Si parlano, si cercano. Sono lontani i tempi in cui l'uno, Stephen Curry, dubitava dell'altro, Steve Kerr, coach esordiente, chiamato un po' a sorpresa l'estate scorsa a sostituire Mark Jackson sulla panchina dei Golden State Warriors. Ora la mente e il braccio della Dubnation formano un connubio perfetto, entrambi con un solo obiettivo: vincere il titolo Nba. Durante gara-4 le immagini di Abc hanno pescato spesso i due intenti a scambiarsi opinioni quando Steph veniva richiamato per il consueto riposo all'inizio degli ultimi quarti dei due tempi. Ancora più esemplificativo il ritorno negli spogliatoi per l'intervallo lungo, con il braccio del coach appoggiato in modo paternalistico sulla spalla del suo mvp, leader tecnico ed emotivo di un gruppo pieno di talento.

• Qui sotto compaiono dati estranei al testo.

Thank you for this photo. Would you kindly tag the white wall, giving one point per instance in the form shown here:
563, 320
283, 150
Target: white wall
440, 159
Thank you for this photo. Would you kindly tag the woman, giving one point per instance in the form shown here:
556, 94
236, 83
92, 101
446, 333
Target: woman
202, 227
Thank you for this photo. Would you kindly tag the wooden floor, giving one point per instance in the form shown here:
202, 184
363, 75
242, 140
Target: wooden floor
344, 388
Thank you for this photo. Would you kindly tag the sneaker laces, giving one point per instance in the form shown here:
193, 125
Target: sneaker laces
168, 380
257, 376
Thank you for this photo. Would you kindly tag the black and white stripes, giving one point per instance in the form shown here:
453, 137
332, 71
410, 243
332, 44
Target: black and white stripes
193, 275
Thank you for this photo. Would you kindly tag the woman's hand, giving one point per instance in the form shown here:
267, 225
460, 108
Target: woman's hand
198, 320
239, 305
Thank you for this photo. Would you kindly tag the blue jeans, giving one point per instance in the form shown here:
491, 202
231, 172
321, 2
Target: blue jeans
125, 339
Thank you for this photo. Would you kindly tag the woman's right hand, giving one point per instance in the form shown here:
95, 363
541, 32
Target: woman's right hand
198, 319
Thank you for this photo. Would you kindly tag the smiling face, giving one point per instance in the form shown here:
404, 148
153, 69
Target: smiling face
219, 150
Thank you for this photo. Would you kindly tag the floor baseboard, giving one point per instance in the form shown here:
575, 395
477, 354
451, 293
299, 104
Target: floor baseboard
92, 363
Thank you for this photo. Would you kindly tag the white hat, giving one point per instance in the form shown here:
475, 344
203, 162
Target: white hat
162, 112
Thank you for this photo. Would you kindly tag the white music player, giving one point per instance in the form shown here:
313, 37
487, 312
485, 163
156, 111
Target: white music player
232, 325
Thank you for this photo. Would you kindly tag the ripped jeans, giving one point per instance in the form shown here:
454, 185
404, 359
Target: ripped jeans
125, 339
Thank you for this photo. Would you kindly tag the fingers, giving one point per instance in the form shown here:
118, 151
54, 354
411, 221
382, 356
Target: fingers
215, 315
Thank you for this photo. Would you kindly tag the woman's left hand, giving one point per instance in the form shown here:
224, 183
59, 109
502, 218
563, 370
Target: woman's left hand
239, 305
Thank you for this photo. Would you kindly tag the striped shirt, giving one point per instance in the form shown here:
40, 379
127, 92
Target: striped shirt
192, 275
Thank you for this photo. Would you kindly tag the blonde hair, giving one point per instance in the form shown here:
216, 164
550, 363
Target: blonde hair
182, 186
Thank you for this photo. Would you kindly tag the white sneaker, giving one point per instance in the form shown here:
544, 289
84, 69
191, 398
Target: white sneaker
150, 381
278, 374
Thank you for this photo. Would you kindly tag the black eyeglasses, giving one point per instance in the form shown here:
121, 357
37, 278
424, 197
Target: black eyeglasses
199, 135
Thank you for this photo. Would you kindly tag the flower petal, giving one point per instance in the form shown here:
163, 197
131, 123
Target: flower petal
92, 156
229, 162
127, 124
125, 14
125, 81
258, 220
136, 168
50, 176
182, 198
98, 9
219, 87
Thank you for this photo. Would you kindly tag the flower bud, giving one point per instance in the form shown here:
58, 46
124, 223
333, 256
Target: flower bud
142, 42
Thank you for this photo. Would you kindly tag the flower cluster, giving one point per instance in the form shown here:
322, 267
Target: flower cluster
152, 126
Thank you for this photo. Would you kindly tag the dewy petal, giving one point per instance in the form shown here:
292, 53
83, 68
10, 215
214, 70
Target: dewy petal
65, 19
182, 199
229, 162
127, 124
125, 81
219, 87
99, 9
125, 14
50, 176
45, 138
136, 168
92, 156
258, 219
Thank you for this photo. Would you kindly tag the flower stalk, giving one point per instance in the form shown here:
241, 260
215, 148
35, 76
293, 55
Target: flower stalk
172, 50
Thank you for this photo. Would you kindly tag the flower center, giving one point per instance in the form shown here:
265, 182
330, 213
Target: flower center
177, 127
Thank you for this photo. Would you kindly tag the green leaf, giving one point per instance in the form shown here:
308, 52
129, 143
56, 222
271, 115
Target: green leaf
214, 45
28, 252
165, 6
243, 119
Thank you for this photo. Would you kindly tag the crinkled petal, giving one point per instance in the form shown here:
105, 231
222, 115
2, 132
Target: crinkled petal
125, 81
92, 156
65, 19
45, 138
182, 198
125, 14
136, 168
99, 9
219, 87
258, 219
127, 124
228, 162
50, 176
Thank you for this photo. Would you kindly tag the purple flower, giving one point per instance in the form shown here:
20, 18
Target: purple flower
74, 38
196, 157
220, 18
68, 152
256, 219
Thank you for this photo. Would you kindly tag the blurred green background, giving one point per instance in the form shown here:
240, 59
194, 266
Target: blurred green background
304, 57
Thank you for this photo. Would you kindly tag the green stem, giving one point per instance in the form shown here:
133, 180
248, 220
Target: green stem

E' tutta per loro la copertina della vittoria in gara-4 delle Nba Finals ai danni degli indomiti Cleveland Cavaliers di questa esaltante serie. Kerr&Curry, la premiata ditta che vuole riportare il titolo in California a quattro decenni di distanza dall'ultima volta. Gli unici a poter fermare la corsa irrefrenabile del Re, quel LeBron James, altro uomo in missione per se stesso e per una città intera, desiderosa di scrollarsi per un po', quantomeno in campo cestistico, l'etichetta di perdente (mistake on the lake, dicono da quelle parti). In estate James aveva dichiarato di essere tornato per vincere, perchè trionfare a casa propria avrebbe avuto un sapore speciale, ancora più dolce dei fasti della Florida. Ed è stato di parola, LeBron. Dopo una regular season altalenante ha preso sulle sue poderose spalle le sorti della franchigia, ancor più responsabilizzato dagli infortuni di Love e Irving, principali vassalli alla sua corte. Ha convinto quel che restava del gruppo (out anche Varejao, ndr) che sì, il titolo si poteva ancora vincere, a patto di restare compatti e seguirlo senza esitazioni.

In gara-4 Timo Mozgov ha messo a segno 28 punti, e buona parte della sua produzione offensiva dipende dal Prescelto, unico nel valorizzare le qualità di chi gli gioca a fianco, un po' come Steve Nash, altro artista del gioco, che però non ha mai avuto la possibilità di giocarsi realmente il titolo. L'unico ostacolo alla realizzazione del sogno, di un trionfo che proietterebbe definitivamente LeBron nell'Olimpo Nba è rappresentato dalla coppia Kerr&Curry. Anche per loro il momento di vincere è adesso. Un'occasione da non lasciarsi sfuggire, perchè è facile pensare che sarà possibile ritornare in finale in futuro, ma è ben più difficile riuscirci (chiedere ad un'altra coppia famosa, Durant-Westbrook, per informazioni). E che l'appuntamento con il titolo non sia rinviabile deve averlo pensato prima di tutti il coach dei Warriors che, con una mossa tanto logica quanto rischiosa, ha stravolto la sua strategia tattica, modificato il quintetto e lasciato a sedere il suo centro titolare, Andrew Bogut, per far spazio al giocatore più utile di questa serie, quell'Andre Iguodala che dopo la medaglia d'oro alle Olimpiadi di Londra 2012 cerca ora di aggiungere un anello come coronamento di un'intera carriera.

Curry ha sofferto maledettamente nei primi tre episodi della serie. Tecnicamente ed emotivamente. Tiri sbagliati, palle perse, percentuali orribili al tiro. Critiche e dubbi lo hanno fatto vacillare. In gara-4 si è ripresentato per quello che è, l'mvp della regular season, e ha riportato la serie in parità. James, novello Forrest Gump, ha dichiarato di essere un po' stanco (ne ha ben donde), con l'aria di chi sa che i conti si fanno alla fine, e che lasciar sul terreno una gara persa di 20 è meglio che fronteggiare una sconfitta giunta all'ultimo tiro. Il Re non si fermerà, darà tutto finchè queste Finals non saranno terminate e, quale che sia l'esito, uscirà se possibile ancora più forte da questa stagione, in cui ha fatto tutto da solo, senza i Riley e i Wade del passato a coprirgli le spalle. La sfida con i Warriors ricomincia da qui, in un thriller di cui nessuno può ancora conoscere il finale.